Hazelcast: Keep your cluster close, but cache closer

Hazelcast has a neat feature called Near Cache. Whenever clients talk to Hazelcast servers each get/put is a network call, and depending on how far the cluster is these calls may get pretty costly.

The idea of Near Cache is to bring data closer to the caller, and keep it in sync with the source. Which is why it is highly recommended for data structures that are mostly read.

Hazelcast Near Cache

Near Cache can be created / configured on both: server and client sides

Optionally Near Cache keys can be stored on the file system, and then preloaded when the client restarts.

The examples below are run from a Clojure REPL and use chazel, which is a Clojure library for Hazelcast.

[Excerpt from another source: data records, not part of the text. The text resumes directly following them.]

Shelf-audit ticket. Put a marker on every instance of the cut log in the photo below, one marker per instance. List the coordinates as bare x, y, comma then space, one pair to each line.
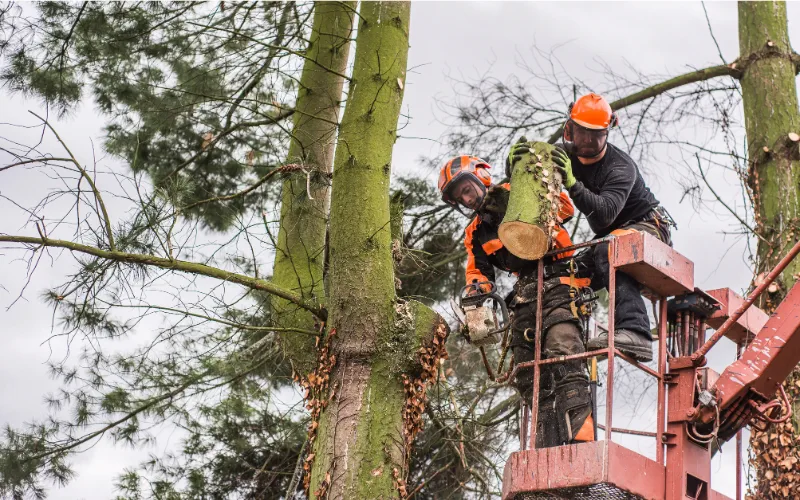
529, 225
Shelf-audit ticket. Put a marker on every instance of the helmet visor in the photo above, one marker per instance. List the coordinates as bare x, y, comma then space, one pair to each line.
587, 142
466, 190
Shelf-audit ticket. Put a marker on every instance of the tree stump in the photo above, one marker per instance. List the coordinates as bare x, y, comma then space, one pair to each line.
531, 220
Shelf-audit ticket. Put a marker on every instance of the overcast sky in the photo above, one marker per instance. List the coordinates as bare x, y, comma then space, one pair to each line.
656, 38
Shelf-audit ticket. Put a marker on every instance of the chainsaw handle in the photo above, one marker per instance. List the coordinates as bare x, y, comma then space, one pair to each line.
476, 286
503, 311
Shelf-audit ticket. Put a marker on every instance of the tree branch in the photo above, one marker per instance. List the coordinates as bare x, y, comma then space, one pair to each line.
175, 265
105, 218
695, 76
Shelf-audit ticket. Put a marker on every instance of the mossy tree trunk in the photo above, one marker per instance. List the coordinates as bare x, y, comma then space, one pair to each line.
772, 119
529, 224
360, 435
300, 254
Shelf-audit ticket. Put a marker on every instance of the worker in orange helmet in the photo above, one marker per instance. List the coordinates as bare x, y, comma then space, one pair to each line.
565, 404
606, 186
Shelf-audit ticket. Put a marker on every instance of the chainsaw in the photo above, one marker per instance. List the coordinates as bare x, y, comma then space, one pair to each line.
479, 304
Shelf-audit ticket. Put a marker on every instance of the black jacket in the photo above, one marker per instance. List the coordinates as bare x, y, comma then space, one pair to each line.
610, 192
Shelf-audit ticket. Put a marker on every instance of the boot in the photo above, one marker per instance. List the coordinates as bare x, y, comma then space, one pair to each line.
565, 408
631, 343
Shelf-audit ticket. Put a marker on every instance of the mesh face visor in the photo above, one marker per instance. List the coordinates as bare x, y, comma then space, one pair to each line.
465, 190
586, 142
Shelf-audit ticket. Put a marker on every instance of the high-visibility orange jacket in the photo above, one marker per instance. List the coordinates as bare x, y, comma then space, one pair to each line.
485, 251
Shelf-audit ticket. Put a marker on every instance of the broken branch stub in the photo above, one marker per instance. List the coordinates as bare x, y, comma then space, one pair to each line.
531, 220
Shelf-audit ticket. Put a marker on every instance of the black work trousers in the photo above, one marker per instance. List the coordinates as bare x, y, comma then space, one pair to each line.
564, 398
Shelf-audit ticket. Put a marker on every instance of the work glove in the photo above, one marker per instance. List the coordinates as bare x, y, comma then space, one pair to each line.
518, 149
564, 165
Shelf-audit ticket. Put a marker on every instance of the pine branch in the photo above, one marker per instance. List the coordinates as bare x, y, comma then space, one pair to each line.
176, 265
105, 219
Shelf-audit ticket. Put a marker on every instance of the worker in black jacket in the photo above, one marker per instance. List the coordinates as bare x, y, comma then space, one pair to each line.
606, 186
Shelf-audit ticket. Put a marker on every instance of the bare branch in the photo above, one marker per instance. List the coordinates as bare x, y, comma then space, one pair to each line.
176, 265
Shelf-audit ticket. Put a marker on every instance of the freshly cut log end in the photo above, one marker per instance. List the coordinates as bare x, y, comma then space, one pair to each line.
526, 241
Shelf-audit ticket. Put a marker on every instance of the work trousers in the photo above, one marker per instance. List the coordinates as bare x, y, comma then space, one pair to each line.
564, 398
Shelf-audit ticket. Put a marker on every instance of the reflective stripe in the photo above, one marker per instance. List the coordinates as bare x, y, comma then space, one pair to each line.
581, 282
492, 246
473, 273
586, 433
562, 240
623, 232
565, 207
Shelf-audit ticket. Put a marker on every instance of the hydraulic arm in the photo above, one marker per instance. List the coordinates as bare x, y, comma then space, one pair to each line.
745, 392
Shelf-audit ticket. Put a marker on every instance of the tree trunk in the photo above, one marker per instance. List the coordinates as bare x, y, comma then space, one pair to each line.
359, 446
300, 253
529, 224
771, 114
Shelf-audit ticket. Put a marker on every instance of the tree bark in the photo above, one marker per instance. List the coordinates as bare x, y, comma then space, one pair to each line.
358, 450
770, 106
300, 253
528, 226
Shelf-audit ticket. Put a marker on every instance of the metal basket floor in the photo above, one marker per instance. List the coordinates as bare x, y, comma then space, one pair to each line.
600, 491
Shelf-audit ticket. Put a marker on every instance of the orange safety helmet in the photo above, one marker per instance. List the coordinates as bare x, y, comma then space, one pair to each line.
462, 169
586, 130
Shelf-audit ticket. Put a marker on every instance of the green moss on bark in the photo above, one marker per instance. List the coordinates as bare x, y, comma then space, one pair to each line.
769, 95
300, 254
361, 273
528, 225
365, 417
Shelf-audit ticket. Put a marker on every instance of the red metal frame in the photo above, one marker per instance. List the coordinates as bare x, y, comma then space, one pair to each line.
605, 462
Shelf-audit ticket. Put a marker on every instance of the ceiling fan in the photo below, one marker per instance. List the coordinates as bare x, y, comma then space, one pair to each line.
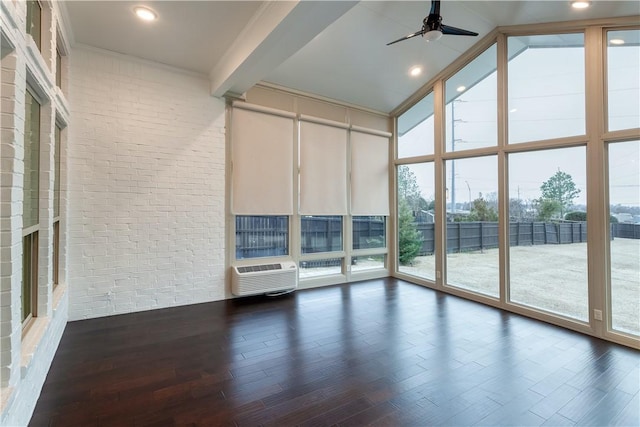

To follow along you can:

$ git clone https://github.com/tolitius/chazel
$ cd chazel
$ boot dev
boot.user=> ;; ready for examples

In case you don’t have boot installed it is a one liner install.

Server Side Setup

Well use two different servers not too far from each other so the network latency is enough to get a good visual on how Near Cache could help.

On the server side we’ll create an "events" map (which will start the server if it was not yet started), and will add 100,000 pseudo events to it:

;; these are done on the server:
 
(def m (hz-map "events"))
 
(dotimes [n 100000] (put! m n n))

We can visualize all these puts with hface:

hface putting 100,000 entries

Client Side Without Near Cache

On the client side we’ll create a function to walk over first n keys in the "events" map:

(defn walk-over [m n]
  (dotimes [k n] (get m k)))

Create a new Hazelcast client instance (without Near Cache configured), and walk over first 100,000 events (twice):

(def hz-client (client-instance {:hosts ["10.x.y.z"]}))
 
(def m (hz-map "events" hz-client))
 
(time (walk-over m 100000))
=> "Elapsed time: 30534.997599 msecs"
 
(time (walk-over m 100000))
=> "Elapsed time: 30547.810322 msecs"

Each iteration roughly took 30.5 seconds, and by monitoring the server’s network it was sending packets back and forth for every get:

Hazelcast with no Near Cache

We can see that all these packets came from / correlate well to an "events" map:

hface putting 100,000 entries

Client Side With Near Cache

Now let’s create a different client and configure it with Near Cache for the "events" map:

(def client-with-nc (client-instance {:hosts ["10.x.y.z"]
                                      :near-cache {:name "events"}}))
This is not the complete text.